| The Globe and Mail

Identity thieves once stole a total $500,000 by pretending to be Jennifer Fiddian-Green.

Her story is worth hearing if you want to understand the risks that arise when your personal information is stolen. We’re told endlessly to keep our data private so identity thieves can’t get it. But a data breach at the credit monitoring company Equifax highlights the way people can be vulnerable through no fault of their own.

Ms. Fiddian-Green, a forensic accountant at Grant Thornton LLP, isn’t sure how her personal information was stolen back in 2006. But she does know the thieves were able to secure two mortgages in her name that netted them the $500,000.

In investigating her own case, she learned that the thieves tried to borrow money at 12 or more financial companies. “Ten times, these institutions said ‘no, this is not a good application, get rid of it,'” she said. “But two of them [a bank and a mortgage lender] let it go through.” She realized this only after one of the lenders came looking for repayment.

Equifax has been rightly slammed for its vagueness about how many Canadians were affected by a cyberattack against the Atlanta-based company and the extent to which their private information has been compromised. On Monday afternoon, the company’s website said that only a limited number of Canadians may have been affected, and “it seems” at this point that the information possibly breached includes names, addresses and social insurance numbers.

According to the RCMP, personal information can be used to open bank accounts, apply for loans and credit cards and make purchases, among other things. “If a fraudster is successful in using your data to obtain financing, you could quickly be overwhelmed by the number of accounts and the dollars that are out there,” Ms. Fiddian-Green said.

As a cybersecurity expert, she was able to convince the duped mortgage lenders that they were fraud victims. Now, she has some thoughts on helping others understand identity theft and how to fight it.

To start, people need to understand that the data kept by credit monitoring companies such as Equifax and competitor TransUnion is enough to enable thieves to borrow money or set up accounts in your name. These firms are clearinghouses for data on how people are keeping up with their borrowing – they take in information from financial companies and sell it back to these firms to help with decisions on whether to lend money, and at what rate. You should certainly check your credit file to monitor for fraudulent activity. But there’s also some onus on banks, credit card companies and other lenders to make sure they’re lending to actual customers and not thieves.

Expect to find out by letter, phone call or contact from a debt collection agency if you’re a victim of thieves who have used your identity to borrow money. Ms. Fiddian-Green’s suggested response: “You need to say no, I was not a party to this. I’ll help you figure out the fraud that was conducted on you and your institution using my data.”

Scott Terrio of insolvency trustees Cooper & Co. says people are legally responsible for debts in their name. “But if it’s true fraud, then you’re not legally obliged to pay it. The trick is to prove that it wasn’t you.”

One way to do that is to demonstrate the fraudulent expense or borrowing is not in keeping with your usual pattern of spending. Mr. Terrio notes that credit card companies use fraud detection software that looks for deviations from your usual spending. In the fraud cases he’s seen, banks and card issuers have typically been co-operative in identifying identity theft.

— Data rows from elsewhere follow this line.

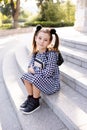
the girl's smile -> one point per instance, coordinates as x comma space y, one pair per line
42, 41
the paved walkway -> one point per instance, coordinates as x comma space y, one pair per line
8, 40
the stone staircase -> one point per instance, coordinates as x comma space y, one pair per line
69, 104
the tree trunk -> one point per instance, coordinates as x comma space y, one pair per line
15, 12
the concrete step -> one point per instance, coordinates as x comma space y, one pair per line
69, 37
44, 118
75, 56
63, 102
80, 45
75, 77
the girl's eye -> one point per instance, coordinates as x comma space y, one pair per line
40, 38
45, 40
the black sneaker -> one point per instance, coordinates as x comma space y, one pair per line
31, 107
24, 105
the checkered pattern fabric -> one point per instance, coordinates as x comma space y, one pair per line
45, 79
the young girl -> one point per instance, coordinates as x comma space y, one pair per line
43, 71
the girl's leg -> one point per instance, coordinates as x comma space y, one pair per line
29, 87
36, 92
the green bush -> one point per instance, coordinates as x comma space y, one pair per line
48, 24
6, 26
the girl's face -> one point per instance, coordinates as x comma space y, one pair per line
42, 41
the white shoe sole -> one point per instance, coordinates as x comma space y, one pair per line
27, 113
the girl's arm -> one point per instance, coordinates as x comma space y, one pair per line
50, 67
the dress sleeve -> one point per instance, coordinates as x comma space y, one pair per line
50, 66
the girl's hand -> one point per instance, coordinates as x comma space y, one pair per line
31, 70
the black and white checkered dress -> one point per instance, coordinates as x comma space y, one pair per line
46, 79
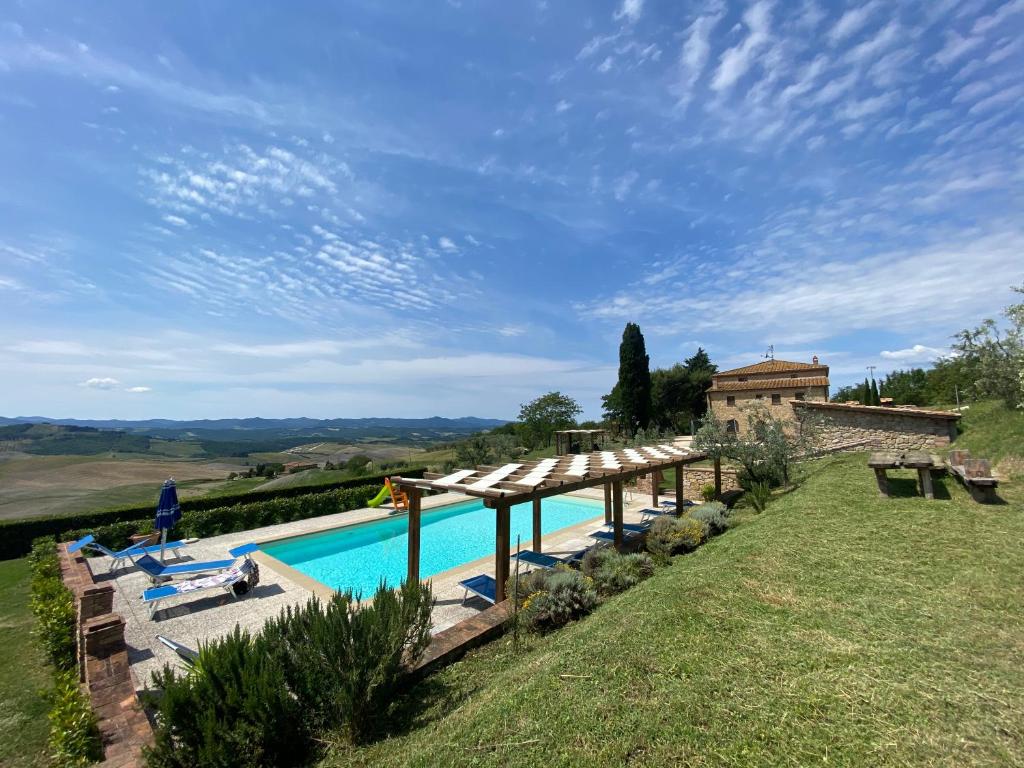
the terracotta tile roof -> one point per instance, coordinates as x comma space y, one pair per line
732, 386
772, 367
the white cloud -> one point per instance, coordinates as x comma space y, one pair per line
916, 353
624, 184
100, 383
956, 45
693, 56
851, 22
630, 10
736, 60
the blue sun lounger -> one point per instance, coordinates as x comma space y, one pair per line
650, 513
128, 553
225, 580
630, 529
482, 586
542, 560
160, 572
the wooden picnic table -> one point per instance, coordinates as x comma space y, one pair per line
976, 474
919, 460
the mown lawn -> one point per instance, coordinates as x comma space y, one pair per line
24, 676
837, 628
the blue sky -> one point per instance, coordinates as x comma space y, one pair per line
414, 209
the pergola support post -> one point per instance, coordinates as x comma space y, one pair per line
503, 546
414, 535
616, 512
537, 524
680, 491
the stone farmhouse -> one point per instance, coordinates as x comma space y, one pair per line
771, 384
795, 391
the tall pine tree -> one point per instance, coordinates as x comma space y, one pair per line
632, 393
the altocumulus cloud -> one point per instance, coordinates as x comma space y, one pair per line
100, 383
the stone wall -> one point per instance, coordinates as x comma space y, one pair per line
886, 428
103, 667
694, 478
745, 400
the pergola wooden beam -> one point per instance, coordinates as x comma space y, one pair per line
500, 491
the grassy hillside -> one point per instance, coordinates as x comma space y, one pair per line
24, 678
990, 430
838, 628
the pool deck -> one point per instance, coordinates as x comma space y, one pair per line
193, 620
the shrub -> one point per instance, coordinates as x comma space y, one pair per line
759, 495
266, 699
343, 660
670, 536
75, 737
52, 604
233, 708
566, 595
613, 572
714, 514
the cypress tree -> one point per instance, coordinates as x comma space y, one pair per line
633, 390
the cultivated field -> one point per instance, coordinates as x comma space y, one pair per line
49, 484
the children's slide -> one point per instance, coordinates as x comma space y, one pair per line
379, 499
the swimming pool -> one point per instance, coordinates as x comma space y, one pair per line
357, 557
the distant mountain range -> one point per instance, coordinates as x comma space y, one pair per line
433, 423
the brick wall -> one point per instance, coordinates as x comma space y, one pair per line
103, 667
887, 428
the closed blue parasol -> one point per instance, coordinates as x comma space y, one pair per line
168, 512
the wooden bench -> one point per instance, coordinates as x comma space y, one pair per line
924, 463
975, 474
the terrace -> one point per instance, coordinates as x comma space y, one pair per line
194, 620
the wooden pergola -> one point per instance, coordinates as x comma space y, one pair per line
502, 487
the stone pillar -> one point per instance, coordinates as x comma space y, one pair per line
616, 512
503, 546
103, 636
413, 573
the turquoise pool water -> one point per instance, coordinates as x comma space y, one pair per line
357, 557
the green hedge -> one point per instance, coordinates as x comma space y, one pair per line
206, 522
16, 536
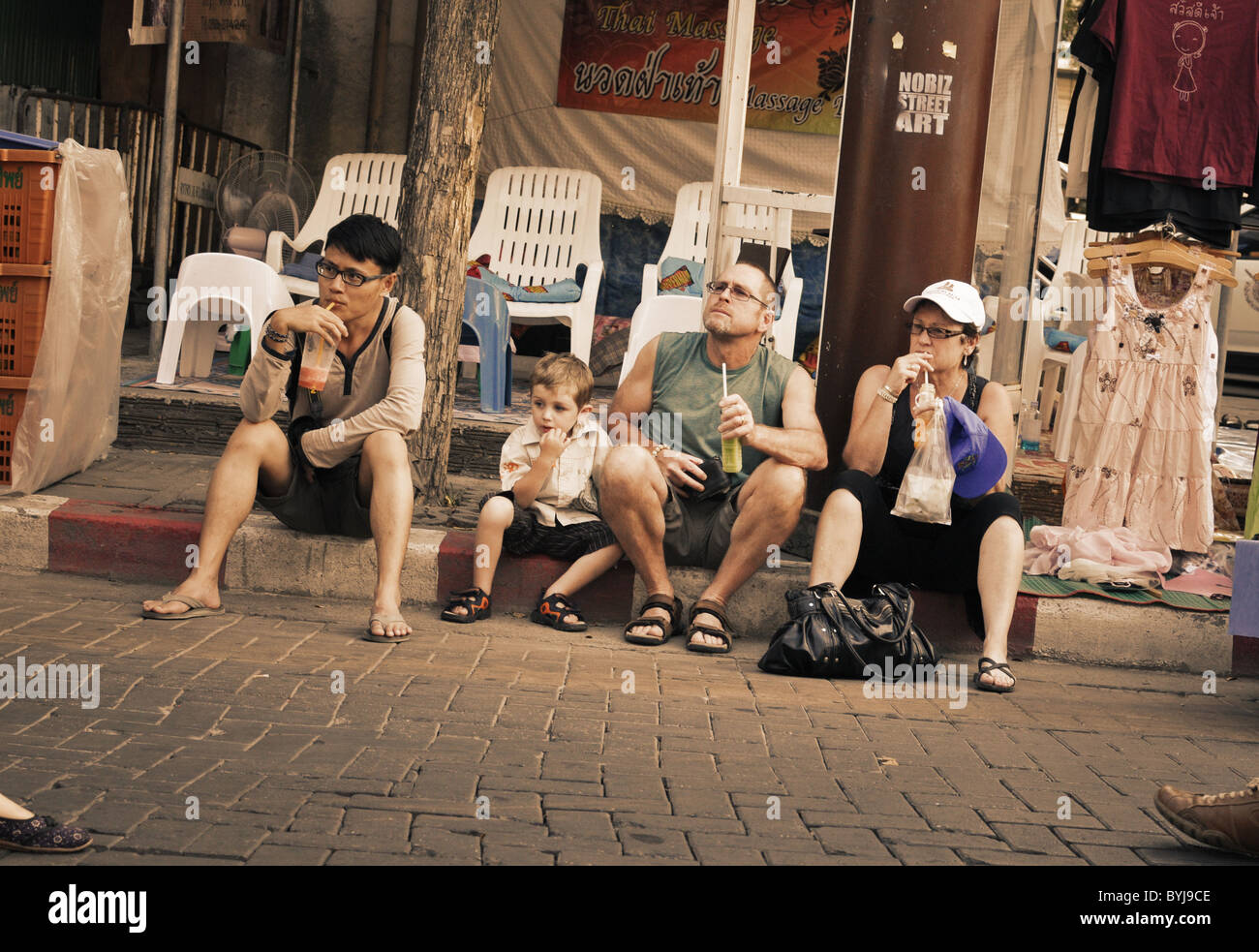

Equifax is pushing a $19.95-a-month service on its website that monitors your credit file and can help detect identity theft. But you can also order a free credit report from both Equifax and its competitor TransUnion. Just google Equifax Canada or TransUnion Canada and “free credit report.”

Some financial firms also provide credit reports to their clients. For example, Royal Bank of Canada clients who bank online can now access their credit score and a credit file showing all their existing accounts and inquiries made by lenders. Scan all of this information for unauthorized activity and contact the firm involved if you find anything.

Even after her experience several years back, Ms. Fiddian-Green says she wouldn’t take Equifax up on its credit-monitoring service. “I refuse to pay to have them tell me they’re taking care of my data.”